Real-world implementations / research infrastructure

  • EPGP (NCT00552045): A completed, large observational epilepsy genetics project (enrollment 4,150) that explicitly includes “Periventricular Heterotopias” among conditions studied; collected whole-blood DNA and required parent participation for MCD cases. https://clinicaltrials.gov/study/NCT00552045 (first posted 2007). (NCT00552045 chunk 1)
  • RID functional testing for VUS (NCT05696912): Diagnostic-focused study to reclassify VUS via RNA-seq/minigene/luciferase functional assays; includes PVNH among conditions. https://clinicaltrials.gov/study/NCT05696912 (first posted 2023). (NCT05696912 chunk 1)
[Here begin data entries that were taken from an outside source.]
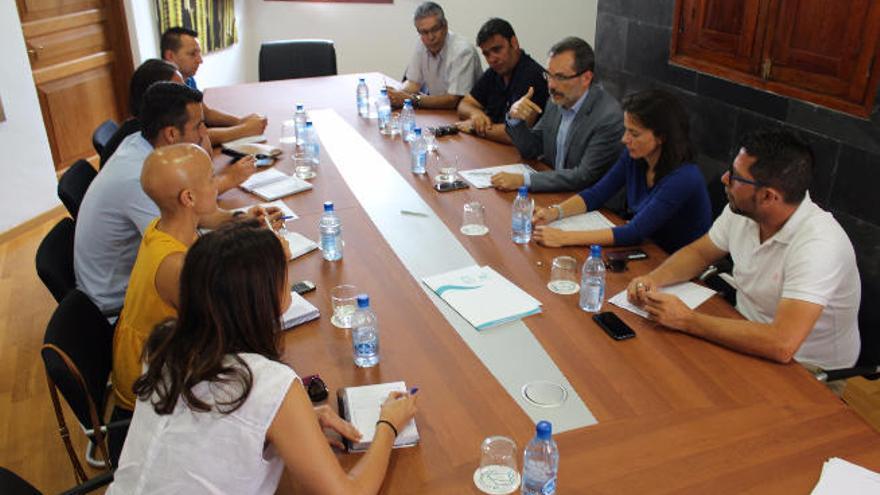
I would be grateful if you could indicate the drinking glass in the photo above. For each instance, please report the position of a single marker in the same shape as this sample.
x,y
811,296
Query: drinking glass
x,y
563,276
344,300
498,473
473,221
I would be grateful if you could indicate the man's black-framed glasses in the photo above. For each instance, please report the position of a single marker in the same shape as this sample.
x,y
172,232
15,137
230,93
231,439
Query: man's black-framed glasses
x,y
561,77
733,176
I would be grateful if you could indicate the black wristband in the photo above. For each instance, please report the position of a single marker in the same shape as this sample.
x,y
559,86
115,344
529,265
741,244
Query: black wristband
x,y
385,421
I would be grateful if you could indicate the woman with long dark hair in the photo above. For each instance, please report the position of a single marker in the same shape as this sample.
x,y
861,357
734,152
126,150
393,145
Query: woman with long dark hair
x,y
666,193
217,412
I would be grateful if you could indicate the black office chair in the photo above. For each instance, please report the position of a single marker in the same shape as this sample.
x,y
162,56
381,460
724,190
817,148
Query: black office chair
x,y
77,354
103,134
54,259
294,59
73,185
13,484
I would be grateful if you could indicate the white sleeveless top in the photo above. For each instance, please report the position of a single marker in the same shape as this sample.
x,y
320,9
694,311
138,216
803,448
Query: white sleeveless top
x,y
190,452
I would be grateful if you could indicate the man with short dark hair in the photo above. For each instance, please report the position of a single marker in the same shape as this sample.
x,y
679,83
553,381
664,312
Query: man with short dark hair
x,y
181,47
511,74
444,66
794,266
579,131
115,211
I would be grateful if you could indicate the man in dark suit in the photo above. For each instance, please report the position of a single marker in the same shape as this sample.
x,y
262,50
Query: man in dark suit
x,y
579,131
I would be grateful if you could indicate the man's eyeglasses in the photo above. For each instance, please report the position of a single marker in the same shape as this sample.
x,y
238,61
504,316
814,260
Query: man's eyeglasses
x,y
434,30
732,176
561,77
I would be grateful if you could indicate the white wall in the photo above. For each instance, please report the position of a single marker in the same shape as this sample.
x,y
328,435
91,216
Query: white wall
x,y
220,68
28,184
381,37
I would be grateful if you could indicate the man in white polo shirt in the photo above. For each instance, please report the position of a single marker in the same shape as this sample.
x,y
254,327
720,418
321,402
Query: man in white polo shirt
x,y
443,68
794,266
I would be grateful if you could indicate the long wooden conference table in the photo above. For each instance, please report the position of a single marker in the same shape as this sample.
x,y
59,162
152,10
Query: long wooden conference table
x,y
674,414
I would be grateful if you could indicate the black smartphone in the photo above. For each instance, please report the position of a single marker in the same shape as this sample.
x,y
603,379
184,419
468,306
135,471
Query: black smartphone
x,y
450,186
614,326
303,286
629,255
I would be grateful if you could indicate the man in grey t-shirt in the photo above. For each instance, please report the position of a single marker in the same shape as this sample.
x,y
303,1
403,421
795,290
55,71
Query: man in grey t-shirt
x,y
444,66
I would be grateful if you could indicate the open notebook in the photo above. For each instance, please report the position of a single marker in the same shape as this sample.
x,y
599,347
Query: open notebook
x,y
361,405
273,184
299,312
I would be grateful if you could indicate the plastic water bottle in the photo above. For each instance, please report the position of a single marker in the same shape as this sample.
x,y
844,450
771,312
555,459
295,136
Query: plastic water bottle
x,y
299,119
540,462
593,281
331,233
312,144
365,334
522,217
419,153
407,121
383,109
363,96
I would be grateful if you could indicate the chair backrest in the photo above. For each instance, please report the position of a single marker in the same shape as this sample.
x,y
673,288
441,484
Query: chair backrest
x,y
54,259
293,59
77,353
103,134
73,185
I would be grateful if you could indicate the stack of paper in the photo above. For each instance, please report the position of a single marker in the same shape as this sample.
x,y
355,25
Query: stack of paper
x,y
299,244
361,406
281,205
273,184
482,296
299,312
585,221
481,178
690,293
839,476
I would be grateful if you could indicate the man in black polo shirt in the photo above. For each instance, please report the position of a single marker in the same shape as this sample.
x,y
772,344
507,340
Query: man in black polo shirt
x,y
510,76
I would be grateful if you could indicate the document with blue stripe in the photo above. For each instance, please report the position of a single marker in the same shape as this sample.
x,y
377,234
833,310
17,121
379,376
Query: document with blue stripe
x,y
482,296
Notes on citation requirements (PMIDs)

Where possible, this report cites primary literature and includes DOIs/URLs with publication months/years. However, PMID values were not present in the retrieved text extracts for this run, so PMIDs cannot be reliably provided without external database lookup. All major claims are nevertheless tied to the provided evidence excerpts via the in-run citation IDs.